Development Diaries reports that the new Inspector-General of Police (IGP), Olatunji Disu, on Wednesday declared shortly after his swearing-in that ‘state police has come to stay’.
The argument is that Nigeria faces growing security threats, the federal police structure is overstretched, and decentralising policing will bring law enforcement closer to communities.
On paper, that sounds reasonable, but the deeper question is whether Nigeria’s political system is mature enough to handle it without turning it into a new tool of political control.
Nigeria already has one police force struggling under centralised authority. Citizens know how that story has often gone, with protesters sometimes meeting tear gas before dialogue, journalists sometimes meeting intimidation before protection, and victims of crime sometimes meeting paperwork before justice.
So when a new policing system is proposed, citizens are right to ask whether the reform will fix the problem or simply multiply it across 36 states.
At the centre of the story is a system that has long struggled with accountability. Nigeria’s policing architecture, as defined by the 1999 constitution, places the police under federal control.
Yet insecurity from banditry to communal violence continues to expose the limits of that structure, as communities complain that officers posted from faraway states often lack local knowledge, while police authorities complain that they lack resources and personnel.
Everyone agrees there is a problem, but what Nigerians do not yet agree on is whether state policing is the solution.
In a political environment where governors already wield enormous influence, many citizens worry that state police could become what critics politely call ‘governor’s police’ and what ordinary Nigerians might call ‘armed political assistants’.
The concerns are especially serious as the country approaches the 2027 elections. Nigeria’s police are constitutionally responsible for protecting voters, electoral officials and democratic institutions. Yet election seasons have historically been moments when neutrality becomes a difficult test.
That is why the promise by Disu to enforce zero tolerance for partisanship sounds encouraging but incomplete because systems require laws, oversight and public trust.
The duty bearers responsible for getting this right are President Bola Tinubu and the National Assembly. The executive branch must ensure that any constitutional amendment on state police emerges from transparent national consultations, not quiet political consensus.

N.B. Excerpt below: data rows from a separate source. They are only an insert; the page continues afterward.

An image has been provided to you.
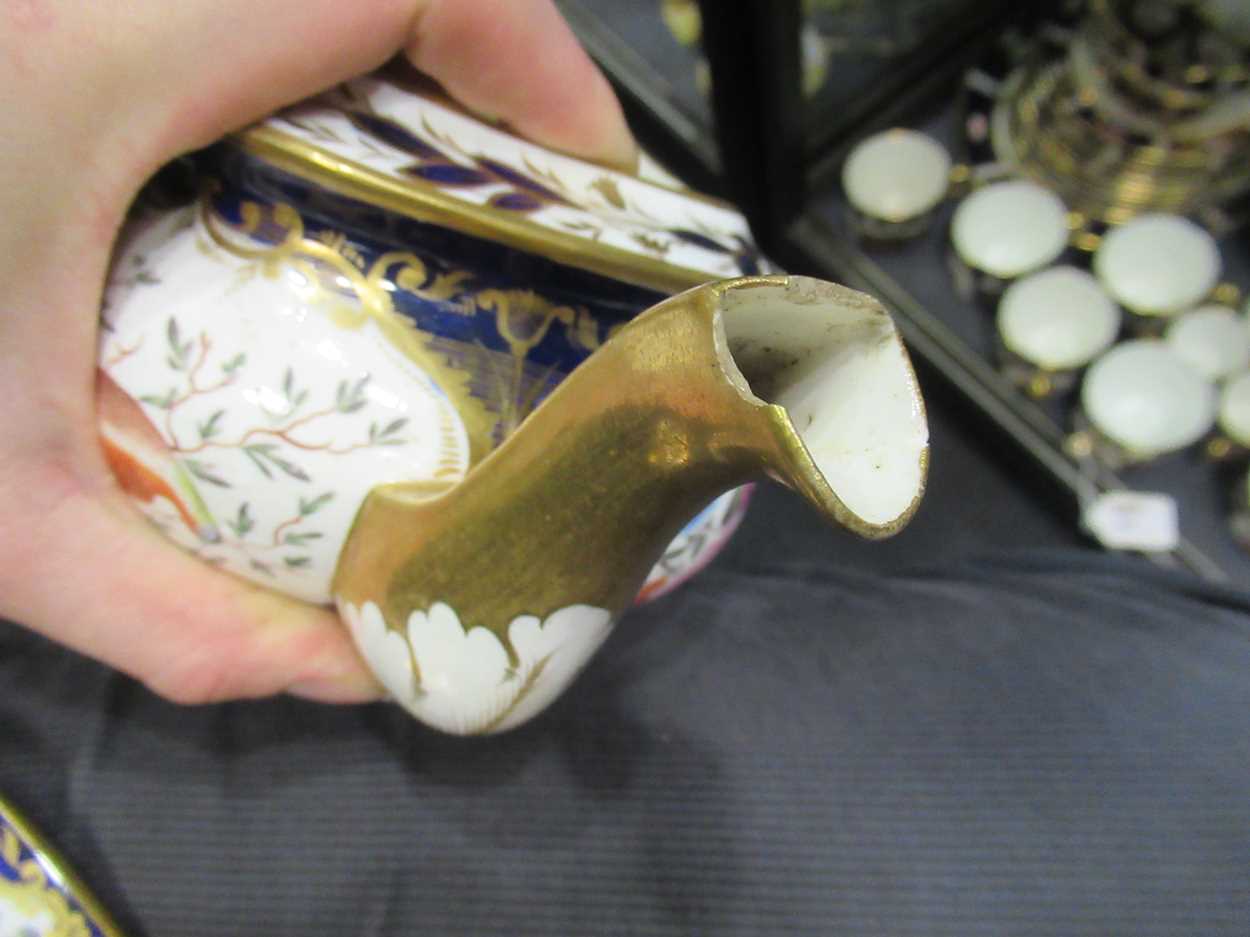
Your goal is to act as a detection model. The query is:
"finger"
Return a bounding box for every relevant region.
[406,0,638,171]
[0,462,380,703]
[54,0,638,192]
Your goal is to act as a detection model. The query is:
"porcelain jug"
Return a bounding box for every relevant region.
[98,69,928,733]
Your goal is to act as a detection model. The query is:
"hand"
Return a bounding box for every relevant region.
[0,0,636,702]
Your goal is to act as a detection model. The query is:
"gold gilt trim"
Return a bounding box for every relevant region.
[235,126,718,294]
[0,796,124,937]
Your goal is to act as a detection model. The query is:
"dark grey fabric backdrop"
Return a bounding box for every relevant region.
[0,404,1250,937]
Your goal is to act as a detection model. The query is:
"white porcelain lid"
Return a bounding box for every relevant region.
[1081,339,1215,457]
[950,180,1069,279]
[236,74,771,292]
[1094,214,1221,316]
[998,266,1120,371]
[843,127,950,221]
[1219,371,1250,446]
[1168,305,1250,381]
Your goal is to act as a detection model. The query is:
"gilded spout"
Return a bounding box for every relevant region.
[334,276,928,733]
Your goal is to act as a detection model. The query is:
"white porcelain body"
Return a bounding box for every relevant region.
[950,180,1069,280]
[1094,214,1223,316]
[1081,339,1215,461]
[998,266,1120,371]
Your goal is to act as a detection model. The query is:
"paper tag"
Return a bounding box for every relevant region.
[1081,491,1180,553]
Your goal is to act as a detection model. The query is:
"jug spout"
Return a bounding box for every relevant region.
[334,276,928,733]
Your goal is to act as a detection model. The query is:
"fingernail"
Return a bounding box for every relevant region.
[286,673,386,703]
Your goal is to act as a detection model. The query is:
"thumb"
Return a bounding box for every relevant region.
[0,467,380,703]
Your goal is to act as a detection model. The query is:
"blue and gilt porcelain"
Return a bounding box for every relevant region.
[0,798,121,937]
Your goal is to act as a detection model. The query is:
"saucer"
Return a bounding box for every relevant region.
[1081,339,1215,462]
[1165,305,1250,381]
[843,127,950,222]
[1094,214,1221,316]
[1216,371,1250,449]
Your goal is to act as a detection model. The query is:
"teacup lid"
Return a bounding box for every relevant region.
[843,127,950,221]
[235,72,770,292]
[1218,371,1250,446]
[1094,214,1220,316]
[1166,305,1250,381]
[950,180,1069,279]
[1081,339,1215,459]
[998,266,1120,370]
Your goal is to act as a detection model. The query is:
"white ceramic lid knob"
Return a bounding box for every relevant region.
[843,127,950,221]
[1168,305,1250,381]
[950,180,1069,279]
[998,266,1120,371]
[1094,215,1220,316]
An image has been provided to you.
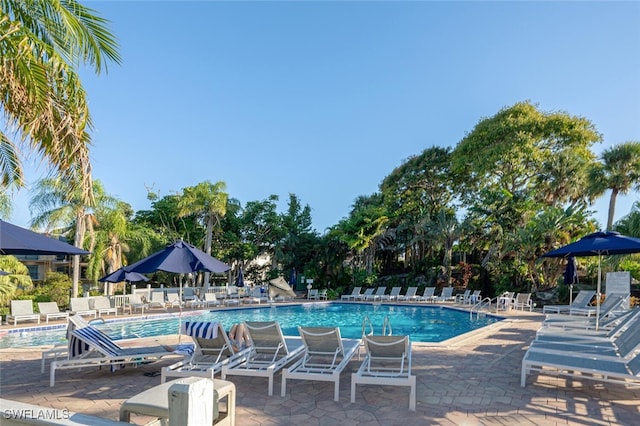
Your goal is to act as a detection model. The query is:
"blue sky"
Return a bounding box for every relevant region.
[6,1,640,232]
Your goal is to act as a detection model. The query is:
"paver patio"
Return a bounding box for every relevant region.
[0,312,640,426]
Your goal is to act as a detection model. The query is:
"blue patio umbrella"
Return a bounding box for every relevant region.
[0,220,90,255]
[542,231,640,329]
[123,241,231,342]
[98,268,149,283]
[123,241,231,274]
[236,268,244,287]
[564,256,578,304]
[289,268,298,288]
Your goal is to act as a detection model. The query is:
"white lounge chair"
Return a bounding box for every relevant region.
[38,302,69,324]
[496,291,516,311]
[398,287,418,302]
[340,287,362,300]
[351,336,416,411]
[318,288,329,300]
[435,287,456,302]
[204,292,220,308]
[122,293,149,314]
[358,286,387,301]
[222,321,304,396]
[542,293,628,328]
[456,289,471,303]
[149,290,167,311]
[542,290,596,314]
[569,293,629,317]
[7,300,40,326]
[418,287,436,302]
[165,293,182,308]
[93,296,118,316]
[280,327,360,401]
[49,317,183,386]
[160,321,250,383]
[513,293,533,312]
[467,290,482,305]
[520,326,640,387]
[529,316,640,358]
[71,297,98,318]
[536,309,640,342]
[382,287,402,300]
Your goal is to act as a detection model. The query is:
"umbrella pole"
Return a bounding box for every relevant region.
[178,274,182,344]
[569,284,573,304]
[596,253,602,331]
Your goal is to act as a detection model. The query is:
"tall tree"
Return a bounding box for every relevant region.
[0,0,120,201]
[590,141,640,229]
[178,181,229,287]
[29,178,117,297]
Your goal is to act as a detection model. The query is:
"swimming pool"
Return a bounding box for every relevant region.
[0,302,501,348]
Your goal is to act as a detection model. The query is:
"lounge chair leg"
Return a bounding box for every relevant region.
[409,376,416,411]
[351,373,357,403]
[280,371,287,398]
[49,361,58,388]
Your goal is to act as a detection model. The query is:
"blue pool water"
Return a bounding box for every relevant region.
[0,303,500,348]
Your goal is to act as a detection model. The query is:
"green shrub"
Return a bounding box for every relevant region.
[35,272,73,310]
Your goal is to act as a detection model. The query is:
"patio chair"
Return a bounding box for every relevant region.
[122,293,149,314]
[71,297,98,318]
[204,292,220,308]
[181,287,198,305]
[38,302,69,324]
[535,308,640,343]
[149,290,167,311]
[49,317,183,386]
[520,327,640,387]
[418,287,436,302]
[165,293,182,308]
[382,287,402,301]
[7,299,40,326]
[542,290,596,314]
[529,315,640,358]
[340,287,362,301]
[398,287,418,302]
[280,327,360,401]
[513,293,533,312]
[222,321,304,396]
[496,291,516,311]
[359,286,387,302]
[456,289,471,303]
[569,293,629,317]
[434,287,456,302]
[542,293,628,328]
[351,336,416,411]
[160,321,250,383]
[93,296,118,316]
[318,288,329,300]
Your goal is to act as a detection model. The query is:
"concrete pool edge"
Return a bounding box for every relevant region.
[0,301,506,352]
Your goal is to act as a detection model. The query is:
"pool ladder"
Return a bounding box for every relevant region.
[362,315,393,336]
[469,297,497,320]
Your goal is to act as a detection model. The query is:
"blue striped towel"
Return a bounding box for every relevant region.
[181,321,218,339]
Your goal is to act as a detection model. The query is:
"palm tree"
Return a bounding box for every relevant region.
[178,181,229,287]
[590,141,640,229]
[29,178,116,297]
[0,0,120,204]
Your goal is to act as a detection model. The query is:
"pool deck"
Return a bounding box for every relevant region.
[0,302,640,426]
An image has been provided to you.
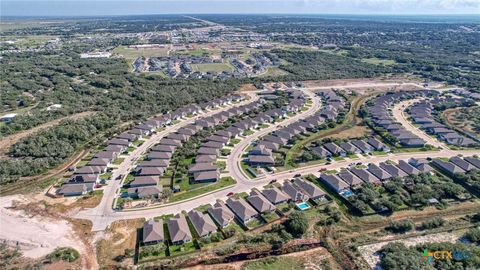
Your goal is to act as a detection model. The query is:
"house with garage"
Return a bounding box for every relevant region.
[350,168,382,185]
[367,163,392,181]
[227,198,258,224]
[397,160,420,175]
[340,142,362,154]
[323,142,347,157]
[167,214,192,245]
[147,152,173,160]
[127,186,163,199]
[58,183,94,196]
[247,190,276,213]
[188,210,217,237]
[208,200,235,228]
[129,176,160,187]
[262,186,289,205]
[142,219,165,245]
[337,170,365,188]
[380,162,408,178]
[319,173,350,194]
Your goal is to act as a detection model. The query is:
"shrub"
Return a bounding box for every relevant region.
[46,247,80,262]
[422,217,445,230]
[285,211,308,237]
[465,228,480,244]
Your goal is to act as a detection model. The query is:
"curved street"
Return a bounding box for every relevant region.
[74,81,478,231]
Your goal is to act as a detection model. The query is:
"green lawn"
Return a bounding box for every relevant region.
[170,177,236,202]
[168,242,197,256]
[361,58,396,66]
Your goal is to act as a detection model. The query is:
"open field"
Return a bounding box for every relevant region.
[362,58,396,66]
[192,63,234,72]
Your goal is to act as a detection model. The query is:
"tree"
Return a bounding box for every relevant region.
[422,217,445,230]
[465,228,480,244]
[285,210,308,237]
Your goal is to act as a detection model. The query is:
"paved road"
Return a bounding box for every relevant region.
[76,92,258,230]
[392,98,448,149]
[226,90,321,190]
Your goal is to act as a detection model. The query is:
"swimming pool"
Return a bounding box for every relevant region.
[297,202,310,211]
[340,190,353,197]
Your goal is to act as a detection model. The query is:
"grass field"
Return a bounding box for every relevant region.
[192,63,233,72]
[170,177,236,202]
[362,58,396,66]
[113,46,168,60]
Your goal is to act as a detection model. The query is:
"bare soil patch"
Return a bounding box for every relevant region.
[0,195,97,269]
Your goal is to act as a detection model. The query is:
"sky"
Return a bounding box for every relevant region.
[0,0,480,17]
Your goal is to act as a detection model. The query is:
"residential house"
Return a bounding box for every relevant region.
[323,142,347,157]
[432,159,465,175]
[193,170,220,183]
[367,163,392,181]
[247,190,275,213]
[380,162,408,178]
[208,201,235,228]
[188,210,217,237]
[227,198,258,224]
[262,187,289,205]
[337,170,364,188]
[397,160,420,175]
[293,178,325,200]
[450,157,476,172]
[129,176,159,187]
[142,219,165,245]
[340,142,362,154]
[320,173,350,193]
[350,168,382,184]
[58,183,94,196]
[127,186,163,199]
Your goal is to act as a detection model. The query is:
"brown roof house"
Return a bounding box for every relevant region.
[167,214,192,245]
[142,219,165,245]
[188,210,217,237]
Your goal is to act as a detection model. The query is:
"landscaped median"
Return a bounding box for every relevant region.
[117,177,237,211]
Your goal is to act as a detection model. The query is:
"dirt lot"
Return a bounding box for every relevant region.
[95,219,144,268]
[0,195,97,269]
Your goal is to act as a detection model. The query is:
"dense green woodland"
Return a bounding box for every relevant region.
[379,242,480,270]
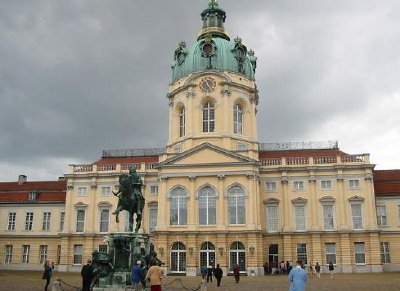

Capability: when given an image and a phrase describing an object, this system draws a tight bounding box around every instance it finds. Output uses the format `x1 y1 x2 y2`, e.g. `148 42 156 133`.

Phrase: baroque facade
0 1 400 275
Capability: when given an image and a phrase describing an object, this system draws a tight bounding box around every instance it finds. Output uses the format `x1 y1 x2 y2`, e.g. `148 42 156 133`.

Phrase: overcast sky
0 0 400 181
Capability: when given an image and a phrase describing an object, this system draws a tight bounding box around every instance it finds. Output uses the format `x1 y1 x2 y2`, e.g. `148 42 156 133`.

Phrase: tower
167 1 258 158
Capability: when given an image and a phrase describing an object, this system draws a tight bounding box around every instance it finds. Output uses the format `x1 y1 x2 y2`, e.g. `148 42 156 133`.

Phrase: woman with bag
42 261 53 291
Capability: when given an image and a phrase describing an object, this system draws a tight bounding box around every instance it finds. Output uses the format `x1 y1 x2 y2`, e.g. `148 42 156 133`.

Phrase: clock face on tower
199 77 217 93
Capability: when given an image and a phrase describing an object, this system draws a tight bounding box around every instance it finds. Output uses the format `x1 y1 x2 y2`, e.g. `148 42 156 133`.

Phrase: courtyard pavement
0 270 400 291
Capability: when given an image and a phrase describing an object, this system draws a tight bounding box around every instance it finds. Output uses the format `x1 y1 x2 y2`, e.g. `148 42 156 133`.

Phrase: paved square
0 271 400 291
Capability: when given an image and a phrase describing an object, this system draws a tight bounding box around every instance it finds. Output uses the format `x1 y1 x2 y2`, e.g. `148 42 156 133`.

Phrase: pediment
160 143 257 167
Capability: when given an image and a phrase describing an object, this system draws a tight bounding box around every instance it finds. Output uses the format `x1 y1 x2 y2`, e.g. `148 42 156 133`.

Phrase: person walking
42 261 53 291
146 261 163 291
214 264 224 287
328 262 335 279
81 260 94 291
131 261 143 291
207 265 213 283
233 264 240 284
288 260 307 291
315 262 321 279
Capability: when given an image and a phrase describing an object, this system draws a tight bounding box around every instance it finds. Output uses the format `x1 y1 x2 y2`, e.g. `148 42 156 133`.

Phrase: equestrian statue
113 166 145 233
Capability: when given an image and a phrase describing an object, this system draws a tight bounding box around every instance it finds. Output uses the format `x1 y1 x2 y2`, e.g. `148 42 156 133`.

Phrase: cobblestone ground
0 271 400 291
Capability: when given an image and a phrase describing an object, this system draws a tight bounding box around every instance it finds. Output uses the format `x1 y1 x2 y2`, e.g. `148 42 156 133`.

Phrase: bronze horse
113 174 144 232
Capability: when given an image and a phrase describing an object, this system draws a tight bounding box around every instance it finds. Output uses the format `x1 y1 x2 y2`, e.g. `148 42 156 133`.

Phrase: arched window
200 241 216 268
169 187 188 225
233 104 243 134
203 102 215 132
171 242 186 273
228 186 246 224
199 186 217 225
179 107 185 137
229 241 246 272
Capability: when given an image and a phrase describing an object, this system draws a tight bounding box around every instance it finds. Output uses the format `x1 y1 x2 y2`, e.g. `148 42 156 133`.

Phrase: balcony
260 154 370 167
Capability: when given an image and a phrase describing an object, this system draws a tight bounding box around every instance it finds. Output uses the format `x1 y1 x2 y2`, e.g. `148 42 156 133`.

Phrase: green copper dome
171 0 257 81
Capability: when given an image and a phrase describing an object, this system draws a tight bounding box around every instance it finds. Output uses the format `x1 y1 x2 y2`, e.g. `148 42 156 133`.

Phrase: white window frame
293 203 307 232
376 204 388 227
76 186 88 197
21 245 31 264
202 102 215 132
59 211 65 231
198 186 217 226
348 179 361 189
179 107 186 137
42 211 51 230
265 203 279 233
322 203 335 231
325 243 337 265
101 186 112 196
4 245 13 264
73 245 83 265
39 245 48 265
75 208 86 233
321 180 333 191
149 184 158 196
354 242 367 266
25 211 35 231
99 208 110 233
265 181 277 192
293 180 306 191
7 211 17 230
380 242 390 264
233 103 243 134
350 202 364 230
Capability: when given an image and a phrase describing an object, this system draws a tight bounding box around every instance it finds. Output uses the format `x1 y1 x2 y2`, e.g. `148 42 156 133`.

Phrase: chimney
18 175 27 185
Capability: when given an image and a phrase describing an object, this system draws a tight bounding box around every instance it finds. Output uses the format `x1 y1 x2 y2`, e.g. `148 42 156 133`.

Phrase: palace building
0 0 400 276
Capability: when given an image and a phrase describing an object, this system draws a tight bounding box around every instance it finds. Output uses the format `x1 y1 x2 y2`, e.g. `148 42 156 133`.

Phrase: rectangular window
4 245 12 264
294 205 306 231
351 204 363 229
349 179 360 189
101 186 111 196
22 245 31 264
42 212 51 230
76 209 85 232
150 185 158 195
149 206 157 231
321 180 332 190
39 245 47 264
99 245 108 254
322 204 335 230
25 212 33 230
376 205 387 226
297 244 307 264
60 211 65 231
325 243 336 265
354 242 365 265
77 186 87 196
268 244 279 266
7 212 17 230
265 182 276 192
74 245 83 264
266 205 278 232
57 245 61 265
381 242 390 264
293 181 304 191
100 209 110 232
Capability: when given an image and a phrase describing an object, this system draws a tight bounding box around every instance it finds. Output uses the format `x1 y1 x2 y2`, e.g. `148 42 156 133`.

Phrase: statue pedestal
93 232 159 291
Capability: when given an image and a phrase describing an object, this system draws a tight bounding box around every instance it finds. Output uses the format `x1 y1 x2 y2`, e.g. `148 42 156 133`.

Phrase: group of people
200 264 224 287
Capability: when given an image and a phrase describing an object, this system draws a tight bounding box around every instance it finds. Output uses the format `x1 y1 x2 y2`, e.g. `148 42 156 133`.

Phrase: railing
286 157 308 165
97 164 117 171
121 163 140 170
260 154 369 167
74 165 93 172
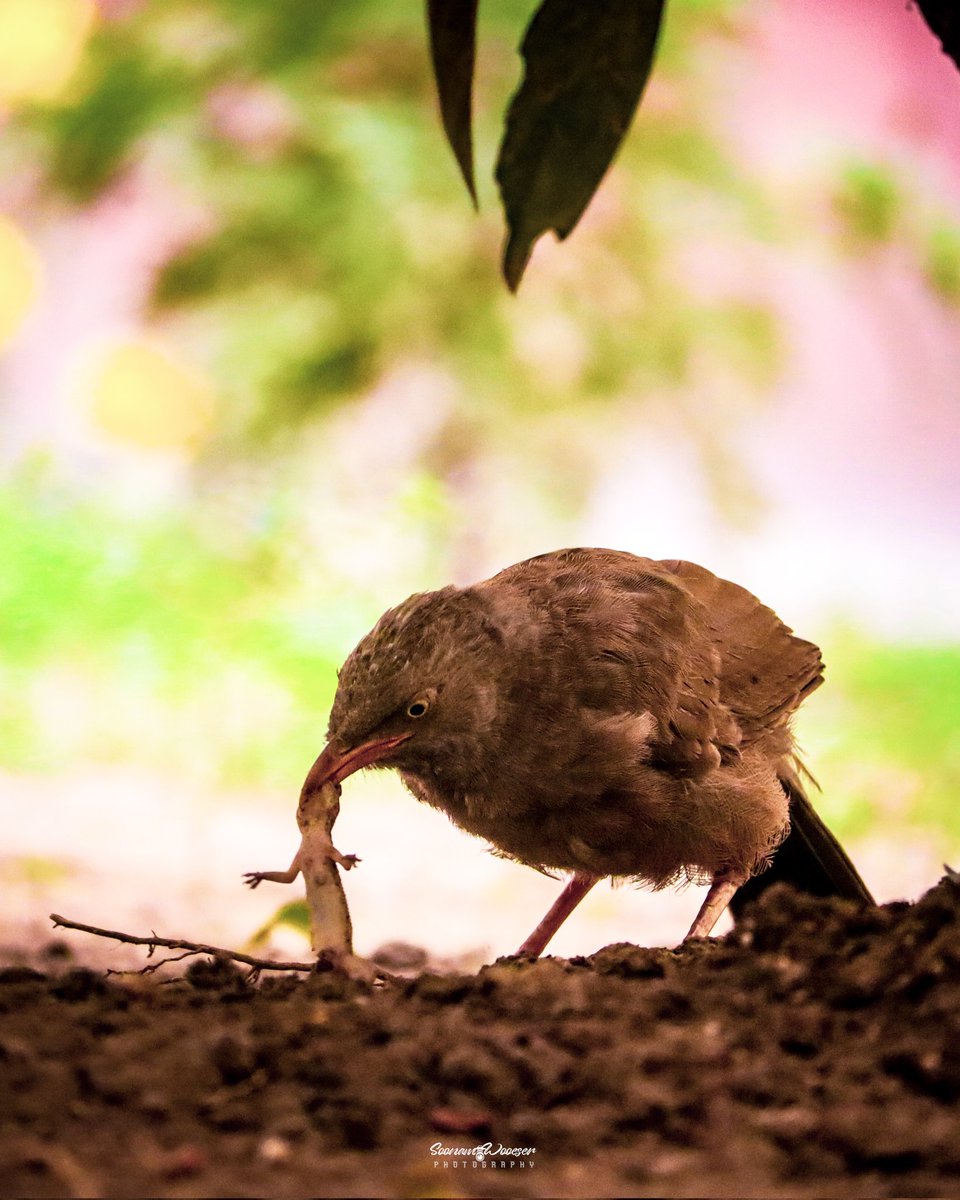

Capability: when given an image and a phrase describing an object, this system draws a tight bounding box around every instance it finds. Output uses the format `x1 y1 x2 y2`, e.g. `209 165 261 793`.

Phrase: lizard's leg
244 851 300 888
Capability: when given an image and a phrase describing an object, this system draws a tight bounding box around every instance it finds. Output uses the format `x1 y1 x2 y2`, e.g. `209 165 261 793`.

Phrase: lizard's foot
244 870 299 888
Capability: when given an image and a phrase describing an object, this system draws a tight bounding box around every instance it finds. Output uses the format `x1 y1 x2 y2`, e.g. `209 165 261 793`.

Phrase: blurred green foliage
834 158 960 307
8 0 779 469
0 475 960 840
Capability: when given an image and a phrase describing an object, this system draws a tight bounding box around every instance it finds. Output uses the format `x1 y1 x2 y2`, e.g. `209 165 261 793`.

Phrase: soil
0 878 960 1196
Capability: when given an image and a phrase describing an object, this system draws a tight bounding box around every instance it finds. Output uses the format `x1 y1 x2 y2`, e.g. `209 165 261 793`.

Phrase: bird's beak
304 733 410 792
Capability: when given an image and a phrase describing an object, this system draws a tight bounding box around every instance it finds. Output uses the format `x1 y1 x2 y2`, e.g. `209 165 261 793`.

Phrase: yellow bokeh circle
0 0 96 103
91 338 216 452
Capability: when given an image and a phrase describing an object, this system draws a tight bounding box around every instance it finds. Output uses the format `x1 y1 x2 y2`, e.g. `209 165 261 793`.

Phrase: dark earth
0 877 960 1198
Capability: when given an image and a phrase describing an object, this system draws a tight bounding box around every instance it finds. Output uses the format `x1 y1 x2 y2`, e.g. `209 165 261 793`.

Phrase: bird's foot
684 871 750 942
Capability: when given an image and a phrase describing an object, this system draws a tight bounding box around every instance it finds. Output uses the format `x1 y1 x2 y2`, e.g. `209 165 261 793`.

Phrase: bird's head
304 587 502 788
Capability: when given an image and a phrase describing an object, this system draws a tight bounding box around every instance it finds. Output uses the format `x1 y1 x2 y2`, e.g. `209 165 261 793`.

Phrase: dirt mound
0 878 960 1196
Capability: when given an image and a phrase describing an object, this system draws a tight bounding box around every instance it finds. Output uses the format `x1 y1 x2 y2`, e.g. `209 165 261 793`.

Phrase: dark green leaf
917 0 960 67
427 0 479 204
497 0 664 292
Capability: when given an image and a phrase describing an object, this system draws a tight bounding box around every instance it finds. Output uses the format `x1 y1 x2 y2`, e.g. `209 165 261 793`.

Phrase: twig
50 912 317 980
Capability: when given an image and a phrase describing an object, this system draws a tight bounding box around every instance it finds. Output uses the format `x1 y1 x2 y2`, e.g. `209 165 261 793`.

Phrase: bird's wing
654 559 823 743
497 548 823 778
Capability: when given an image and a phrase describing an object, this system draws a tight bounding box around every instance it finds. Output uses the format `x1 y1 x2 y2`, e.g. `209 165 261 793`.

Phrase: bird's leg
517 871 600 958
684 871 750 942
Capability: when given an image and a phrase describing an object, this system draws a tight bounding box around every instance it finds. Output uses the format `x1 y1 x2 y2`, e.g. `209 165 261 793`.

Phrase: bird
304 547 872 956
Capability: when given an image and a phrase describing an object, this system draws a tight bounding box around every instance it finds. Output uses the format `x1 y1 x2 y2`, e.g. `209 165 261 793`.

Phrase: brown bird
305 550 872 955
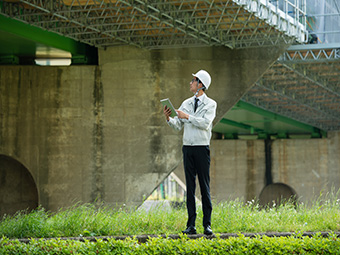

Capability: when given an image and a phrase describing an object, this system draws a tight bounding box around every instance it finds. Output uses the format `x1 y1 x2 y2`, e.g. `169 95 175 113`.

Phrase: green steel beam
235 100 327 137
220 118 265 134
0 14 97 61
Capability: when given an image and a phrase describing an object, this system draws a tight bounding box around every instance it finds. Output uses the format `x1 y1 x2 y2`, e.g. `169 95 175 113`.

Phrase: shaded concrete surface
0 45 287 211
15 231 340 243
0 155 39 216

The National Assembly must resist the temptation to treat the issue as a technical amendment rather than a major democratic reform, and governors must publicly commit that state policing will not become a political enforcement tool.
And the Nigeria Police Force itself must confront its own credibility crisis, one that cannot be solved by new committees alone.
Beyond politics, this is also a human rights issue. Under Nigeria’s constitution and international obligations, including commitments under the United Nations human rights framework and the African Union system, the state has a duty to guarantee citizens’ right to life, safety, and freedom from abuse by security forces.
Policing reforms must therefore strengthen accountability by enabling citizens to report police abuse without fear, while independent complaint mechanisms must exist at federal and state levels.
The reform must also reflect the realities of those who often suffer the most when policing systems fail. These are women and girls who face gender-based violence that frequently goes underreported because victims do not trust law enforcement.
For their part, young people are often treated with suspicion rather than protection, while persons with disabilities frequently encounter barriers when seeking justice.
Citizens should ask their representatives in the National Assembly where they stand on state police and what safeguards they will support. Civil society organisations and community groups can organise public discussions so that ordinary Nigerians understand what the reform means.
So, before the phrase ‘state police has come to stay’ becomes official doctrine, Nigerians deserve something more democratic than announcements.